Sigma Delta Phi is encouraging students to shout indoors on Thursday — so long as it is a jaleo: “Olé!”
The Spanish honorary is holding a flamenco performance by the Compañeros de Flamenco on Thursday at 6 p.m. in A.J.’s Café to provide a special opportunity for students to learn about Spanish culture.
“It will really enhance the cultural experiences we study,” Sigma Delta Phi President senior Patience Tyne said. “There’s nothing like seeing a piece of art in person.”
Compañeros de Flamenco is a group from Ann Arbor, Michigan, that performs throughout the state. Their events include guitar-strum flamenco music, duet and solo dances, castanets, and plenty of palmas — clapping. Tyne said the performance will also include audience participation.
“I’m excited to see the fact that it exists on campus,” said junior David Stone, the honorary’s treasurer. “It’s a great representation of a culture in a way that’s not typical on Hillsdale’s campus.”
For those who want to learn to do a golpe or zapateo, Compañeros de Flamenco is also holding a master class at 2 p.m. in McNamara Hall. No previous flamenco knowledge is necessary.
Vice President senior Alexis Garcia said flamenco is a moving dance because of its origins. It dates to the 18th century in Andalusia, the southern portion of Spain, and grew from the Romani gypsy culture there.
“It’s a very powerful sort of music, dancing,” Garcia said. “It’s got a lot of emotion. It tends to be a little more on the sad, painful feel to it, because the gypsies have had such a rough time of it.”
Since then, however, flamenco has grown popular throughout the world, especially in the United States and Japan.”
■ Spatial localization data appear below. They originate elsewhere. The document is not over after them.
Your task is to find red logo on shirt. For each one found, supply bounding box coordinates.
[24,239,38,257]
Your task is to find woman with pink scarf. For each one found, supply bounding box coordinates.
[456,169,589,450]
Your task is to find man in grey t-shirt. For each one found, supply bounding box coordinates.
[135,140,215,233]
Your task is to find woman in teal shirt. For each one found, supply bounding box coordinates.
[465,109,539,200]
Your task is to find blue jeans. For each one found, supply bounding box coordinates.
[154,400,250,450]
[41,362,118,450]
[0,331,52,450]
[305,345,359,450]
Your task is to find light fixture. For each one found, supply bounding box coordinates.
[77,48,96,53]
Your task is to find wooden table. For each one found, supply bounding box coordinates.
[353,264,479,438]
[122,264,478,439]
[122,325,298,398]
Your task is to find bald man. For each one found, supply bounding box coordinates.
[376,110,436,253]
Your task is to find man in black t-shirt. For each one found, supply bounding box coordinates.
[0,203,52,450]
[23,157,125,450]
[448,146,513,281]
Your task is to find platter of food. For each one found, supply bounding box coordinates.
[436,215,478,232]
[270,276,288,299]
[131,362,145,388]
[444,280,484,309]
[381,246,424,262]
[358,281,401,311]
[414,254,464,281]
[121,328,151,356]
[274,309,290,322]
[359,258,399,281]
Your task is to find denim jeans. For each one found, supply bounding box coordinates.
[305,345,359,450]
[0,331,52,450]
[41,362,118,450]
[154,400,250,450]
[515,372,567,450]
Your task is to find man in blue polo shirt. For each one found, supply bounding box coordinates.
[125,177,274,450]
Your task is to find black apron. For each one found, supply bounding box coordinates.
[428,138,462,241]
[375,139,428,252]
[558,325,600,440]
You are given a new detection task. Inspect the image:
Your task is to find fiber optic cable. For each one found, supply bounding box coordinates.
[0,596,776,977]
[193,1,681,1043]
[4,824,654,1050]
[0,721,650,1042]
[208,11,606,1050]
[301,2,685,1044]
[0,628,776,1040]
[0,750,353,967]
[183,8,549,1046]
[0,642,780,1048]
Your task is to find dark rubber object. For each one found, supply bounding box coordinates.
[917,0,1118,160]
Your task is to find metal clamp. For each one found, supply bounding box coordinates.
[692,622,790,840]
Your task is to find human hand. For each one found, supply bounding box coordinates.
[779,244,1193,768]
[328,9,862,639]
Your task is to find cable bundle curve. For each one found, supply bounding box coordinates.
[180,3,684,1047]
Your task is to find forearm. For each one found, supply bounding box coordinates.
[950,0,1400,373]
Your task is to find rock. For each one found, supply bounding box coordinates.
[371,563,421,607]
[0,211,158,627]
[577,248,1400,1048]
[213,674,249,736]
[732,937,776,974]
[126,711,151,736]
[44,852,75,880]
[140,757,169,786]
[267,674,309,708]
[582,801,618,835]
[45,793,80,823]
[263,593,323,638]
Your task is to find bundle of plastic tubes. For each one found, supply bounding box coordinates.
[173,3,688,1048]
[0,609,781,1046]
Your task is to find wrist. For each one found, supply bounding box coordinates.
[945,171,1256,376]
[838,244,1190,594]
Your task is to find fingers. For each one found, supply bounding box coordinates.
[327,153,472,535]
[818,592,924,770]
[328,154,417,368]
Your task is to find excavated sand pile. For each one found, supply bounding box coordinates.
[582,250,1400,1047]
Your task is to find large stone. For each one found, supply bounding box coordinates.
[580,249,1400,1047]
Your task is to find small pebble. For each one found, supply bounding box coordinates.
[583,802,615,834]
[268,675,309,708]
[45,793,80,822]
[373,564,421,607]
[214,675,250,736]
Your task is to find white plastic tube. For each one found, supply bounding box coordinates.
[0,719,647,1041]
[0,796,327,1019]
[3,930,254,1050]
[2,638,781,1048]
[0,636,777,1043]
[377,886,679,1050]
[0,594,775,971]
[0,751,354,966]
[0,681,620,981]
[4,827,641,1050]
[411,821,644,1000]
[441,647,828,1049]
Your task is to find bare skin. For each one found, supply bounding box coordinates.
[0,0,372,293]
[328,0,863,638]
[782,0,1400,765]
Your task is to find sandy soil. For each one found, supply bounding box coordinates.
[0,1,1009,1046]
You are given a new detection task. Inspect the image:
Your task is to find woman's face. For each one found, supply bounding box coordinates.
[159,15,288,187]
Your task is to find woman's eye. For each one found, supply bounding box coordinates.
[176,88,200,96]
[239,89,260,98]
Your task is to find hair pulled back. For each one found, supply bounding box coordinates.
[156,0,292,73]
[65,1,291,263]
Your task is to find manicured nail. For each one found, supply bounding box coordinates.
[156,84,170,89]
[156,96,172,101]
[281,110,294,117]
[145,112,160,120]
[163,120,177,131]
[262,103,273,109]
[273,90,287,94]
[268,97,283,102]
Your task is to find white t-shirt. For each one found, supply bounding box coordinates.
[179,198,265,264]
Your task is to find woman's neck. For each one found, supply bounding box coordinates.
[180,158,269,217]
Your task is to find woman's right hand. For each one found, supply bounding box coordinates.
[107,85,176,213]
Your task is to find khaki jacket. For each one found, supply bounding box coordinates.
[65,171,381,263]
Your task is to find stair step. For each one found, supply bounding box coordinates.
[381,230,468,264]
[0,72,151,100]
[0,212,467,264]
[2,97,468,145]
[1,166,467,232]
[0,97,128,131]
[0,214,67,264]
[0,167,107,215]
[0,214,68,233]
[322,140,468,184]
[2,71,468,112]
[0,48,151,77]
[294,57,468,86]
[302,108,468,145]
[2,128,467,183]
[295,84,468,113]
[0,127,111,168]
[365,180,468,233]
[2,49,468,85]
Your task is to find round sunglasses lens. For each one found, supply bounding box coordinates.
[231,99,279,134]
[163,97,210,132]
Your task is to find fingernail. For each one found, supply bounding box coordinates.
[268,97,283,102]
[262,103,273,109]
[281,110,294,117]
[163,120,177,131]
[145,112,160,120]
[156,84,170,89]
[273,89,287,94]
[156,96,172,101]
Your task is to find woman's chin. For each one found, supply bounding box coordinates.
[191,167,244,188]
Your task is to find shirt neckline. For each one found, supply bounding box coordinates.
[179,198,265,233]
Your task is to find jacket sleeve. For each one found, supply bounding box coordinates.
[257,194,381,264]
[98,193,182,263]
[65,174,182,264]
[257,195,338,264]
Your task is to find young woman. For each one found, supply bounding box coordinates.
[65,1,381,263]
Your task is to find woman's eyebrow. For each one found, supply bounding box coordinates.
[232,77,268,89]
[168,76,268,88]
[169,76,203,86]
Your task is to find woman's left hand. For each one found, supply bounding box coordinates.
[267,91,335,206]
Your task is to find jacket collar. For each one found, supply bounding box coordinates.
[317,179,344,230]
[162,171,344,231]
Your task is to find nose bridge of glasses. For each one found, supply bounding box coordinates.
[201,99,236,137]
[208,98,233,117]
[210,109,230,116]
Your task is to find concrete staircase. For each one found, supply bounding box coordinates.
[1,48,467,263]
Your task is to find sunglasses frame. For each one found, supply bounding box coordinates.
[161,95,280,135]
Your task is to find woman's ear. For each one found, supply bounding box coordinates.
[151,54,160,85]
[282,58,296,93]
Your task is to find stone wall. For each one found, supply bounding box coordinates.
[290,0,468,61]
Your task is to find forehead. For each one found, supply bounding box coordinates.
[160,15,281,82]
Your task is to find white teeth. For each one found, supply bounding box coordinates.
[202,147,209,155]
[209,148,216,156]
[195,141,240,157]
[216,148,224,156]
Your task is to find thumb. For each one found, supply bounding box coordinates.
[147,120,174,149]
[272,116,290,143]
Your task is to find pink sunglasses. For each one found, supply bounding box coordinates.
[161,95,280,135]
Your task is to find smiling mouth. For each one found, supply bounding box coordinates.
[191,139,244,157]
“I’ve seen flamenco twice in the past,” Tyne said. “It is very beautiful. There are a lot of pieces to it that show its distinct cultural influences.”
Traditional flamenco combines singing, typically in a deep style, and guitar playing with dance. The custom is well-known for long, ruffled skirts, flowers adorning hair, and the bullfighting costumes of the men.
Tyne said holding an event like this one has been a dream of hers since freshman year when she started the Spanish club. Finding herself without the resources at the time, she said she is thankful to be able to finally make this dream a reality and stretching the honorary beyond the meal-time talks and an occasional movie showing.
“I am looking forward to watching everyone’s reactions and seeing everyone enjoy the performance and applauding this unique style of music,” Tyne said.
Garcia said she looks forward to seeing flamenco for the first time in person. Having grown up in a town near the border of Mexico, she said she is familiar with Latin American folkórico dances but looks forward to experiencing a Spanish folk performance.
“I hope people get a taste of Hispanic culture,” Garcia said. “It’s great exposure to something new and something you’ve probably never seen before.”